Selama proses fermentasi terjadi sintesa antioksidan di tempe yang diketahui sebagai faktor II (5,7,4’-trihidroksi isoflavon) (Brata-Arbai 2001). Selama fermentasi juga terjadi peningkatan kandungan mineral tempe, seperti meningkatnya kandungan kalsium dan zink. Selain mengandung mineral, tempe sebagai bahan makanan yang dapat menurunkan kolesterol juga mengandung alpha dan gamma tocopherol (vitamin E) sebagai antioksidan yang menjaga sel dari kerusakan akibat proses oksidasi (M’Boy 2014). Antioksidan dapat didefinisikan sebagai senyawa yang dapat menunda, mencegah dan memperlambat proses oksidasi lipid. Dalam arti khusus, antioksidan adalah zat yang dapat menunda atau mencegah terjadinya reaksi oksidasi oleh radikal bebas dalam oksidasi lipid (Kochhar & Rossell 1990).
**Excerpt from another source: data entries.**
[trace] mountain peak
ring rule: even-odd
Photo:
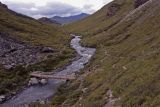
[[[42,17],[42,18],[40,18],[40,19],[38,19],[38,20],[39,20],[40,22],[42,22],[42,23],[60,25],[60,23],[58,23],[57,21],[51,20],[51,19],[49,19],[49,18],[47,18],[47,17]]]
[[[5,5],[5,4],[3,4],[2,2],[0,2],[0,7],[3,7],[3,8],[8,9],[8,6],[7,6],[7,5]]]
[[[81,13],[78,15],[72,15],[72,16],[68,16],[68,17],[54,16],[51,18],[51,20],[55,20],[61,24],[69,24],[69,23],[81,20],[87,16],[89,16],[89,14]]]
[[[3,7],[3,8],[7,8],[8,9],[8,6],[3,4],[2,2],[0,2],[0,7]]]
[[[79,15],[88,15],[87,13],[81,13],[81,14],[79,14]]]

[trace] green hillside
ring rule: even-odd
[[[62,48],[68,44],[66,36],[60,26],[43,24],[7,8],[0,7],[0,32],[7,32],[23,41],[33,44],[44,44],[55,48]],[[64,41],[64,42],[61,42]]]
[[[119,22],[134,6],[133,0],[114,0],[84,20],[66,25],[70,32],[95,35]],[[112,14],[111,14],[112,13]]]
[[[118,10],[108,16],[107,11],[115,4]],[[136,9],[134,0],[115,0],[90,17],[66,26],[69,32],[84,35],[83,44],[97,51],[82,71],[83,79],[62,85],[52,105],[105,107],[109,102],[107,92],[112,90],[120,99],[115,106],[159,107],[159,11],[159,0]]]
[[[51,47],[54,52],[51,55],[44,54],[47,57],[46,60],[28,67],[18,65],[7,70],[0,65],[0,95],[16,91],[24,86],[30,71],[57,69],[69,62],[69,59],[74,56],[69,45],[71,37],[60,26],[44,24],[28,16],[18,14],[9,10],[2,3],[0,3],[1,33],[31,46]]]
Selama fermentasi, kapang tempe juga mampu memproduksi senyawa antibiotik yang bermanfaat untuk menghambat atau memperkecil kejadian infeksi.

Antioksidan yang telah berhasil diisolasi dari kedelai dan olahannya salah satunya adalah isoflavon dari senyawa flavonoid. Isoflavon lain dari kedelai adalah trihidroksi isoflavon yang hanya terdapat pada produk kedelai terfermentasi (Pratt 1992). Selain isoflavon, kedelai dan produk olahannya merupakan sumber berbagai macam senyawa antioksidan yang termasuk ke dalam golongan dari turunan asam sianat, fosfolipid, tokoferol, asam amino dan peptida (Shahidi & Naczk 1995). Isoflavon adalah senyawa bioaktif, banyak ditemukan dalam konsentrasi tinggi pada kedelai sampai 3099 mikrogram/g (Klump et al 2001). Isoflavon yang berasal dari tempe diketahui bersifat hipolipidemik, antidiare dan anti infeksi terhadap E.coli (Karyadi 2000).

Aktivitas antibakterial pertama kali dikemukakan oleh Wang et al (1969). Beberapa jenis bakteri gram positif seperti Staphylococcus aureus, Streptococcus cremoris, Bacillus subtilis, Clostridium perfringens, dan Clostridium sporogenes terhambat pertumbuhannya. Hasil penelitian Mahmud et al (1982) menunjukkan bahwa dalam tempe yang dibuat dengan biakan murni Rhizopus oligosporus terdapat aktivitas antibakterial yang menghambat pertumbuhan Bacillus subtilis, Staphylococcus aureus, Salmonella typhii dan Shigella flexneri.

Beberapa penelitian menunjukkan bahwa zat gizi tempe lebih mudah dicerna, diserap dan dimanfaatkan tubuh dibandingkan yang ada dalam kedelai. Ini telah dibuktikan pada bayi dan anak balita penderita gizi buruk dan diare kronis. Dengan pemberian tempe, pertumbuhan berat badan penderita gizi buruk akan meningkat. Pengolahan kedelai menjadi tempe akan menurunkan kadar reffinosa dan stakiosa, yaitu senyawa penyebab timbulnya gejala flatulensi (Astawan 2009).